In 1797, the Cherokees created organizations called “regulating companies” to deal with horse theft and other property crimes. The regulating companies were a mounted tribal police force, empowered to enforce tribal laws. They began to be called “Lighthorsemen” in the 1820s. It’s claimed the Cherokees took the force’s name from General Henry “Lighthorse Harry” Lee, father of General Robert E. Lee. What the Indian Lighthorse did, on many occasions, was to stop non-citizens from breaking the law, detain them and turn them over to deputy U.S. marshals.

The story of the frontier Indian police in the history of Oklahoma is very important. It is one of the unsung stories in the annuals of law enforcement in the Wild West. Oklahoma, prior to statehood, was known as Indian Territory, and after 1889, Oklahoma Territory was added, taking on the nickname, the “Twin Territories.” Today, the most commonly thought of lawmen who worked the territories were deputy U.S. marshals. However, the Indian police were there and were probably as important if not more so.

One of the first outstanding Indian police officers was the legendary Cherokee, Sam Sixkiller. Sixkiller at the age of nineteen joined a Union Indian artillery company under the command of his father, 1st Lt. Redbird Sixkiller, during the Civil War. In 1875, Sixkiller was appointed high sheriff of the Cherokee Nation and warden of the National Penitentiary. On February 12, 1880 Sixkiller became the first captain of the United States Indian Police headquartered at Muskogee, Indian Territory. As captain, Sixkiller had forty men under his command. Besides this position, Sixkiller also held a commission as a deputy U.S. marshal and a special agent for the Missouri Pacific Railroad. Sixkiller’s duties included policing the streets of Muskogee, one of the most dangerous towns in the “Wild West.” There were more lawmen killed in a fifty mile radius of Muskogee than anywhere west of the Mississippi River during the frontier era.

Sixkiller’s main problems were the whiskey bootleggers, cattle thieves, murders, rapists, timber thieves, land squatters, train robbers, card sharks, and prostitutes servicing the railroad towns.
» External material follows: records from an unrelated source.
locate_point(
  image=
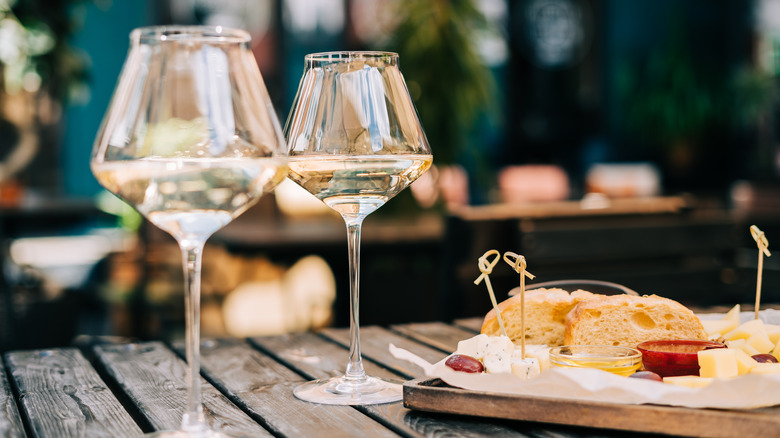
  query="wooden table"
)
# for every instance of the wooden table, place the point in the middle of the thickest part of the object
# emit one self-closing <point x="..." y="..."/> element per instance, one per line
<point x="122" y="390"/>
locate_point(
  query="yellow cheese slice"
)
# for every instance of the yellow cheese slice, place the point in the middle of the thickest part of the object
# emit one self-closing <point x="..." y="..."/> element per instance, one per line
<point x="766" y="368"/>
<point x="718" y="362"/>
<point x="744" y="362"/>
<point x="689" y="381"/>
<point x="761" y="342"/>
<point x="746" y="330"/>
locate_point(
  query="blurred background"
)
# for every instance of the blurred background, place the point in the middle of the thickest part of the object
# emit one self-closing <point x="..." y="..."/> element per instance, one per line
<point x="632" y="141"/>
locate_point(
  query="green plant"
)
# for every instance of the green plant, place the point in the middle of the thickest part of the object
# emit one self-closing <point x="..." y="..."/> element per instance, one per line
<point x="34" y="49"/>
<point x="449" y="83"/>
During his six years as captain, Sixkiller was wounded once. It is reported that he killed a bootlegger from Missouri named Solomon Copple. Copple was attempting to peddle whiskey in and around Muskogee. Sixkiller cornered him outside of town. Copple tried to resist arrest and Sixkiller using his pistol, killed him.

On Christmas Eve, 1886, Sixkiller was off duty and unarmed. Feeling a little under the weather, he made a trip to downtown Muskogee to pick up some medicine. He was met by two dastardly malcontents bent on mayhem: Dick Vann and Alf Cunningham. Sixkiller was stepping up on the platform on the north side of the Patterson Mercantile Store. Vann and Cunningham, with a shotgun and pistol, fired on him without notice; supposedly they held a grudge for a previous run-in they had with the lawman. Sixkiller fell to the ground mortally wounded, and Vann and Cunningham made good their escape on fast ponies.

After the death of Captain Sixkiller, the United States legislature passed a bill, signed by the president, which made assault on an Indian federal policeman a federal crime.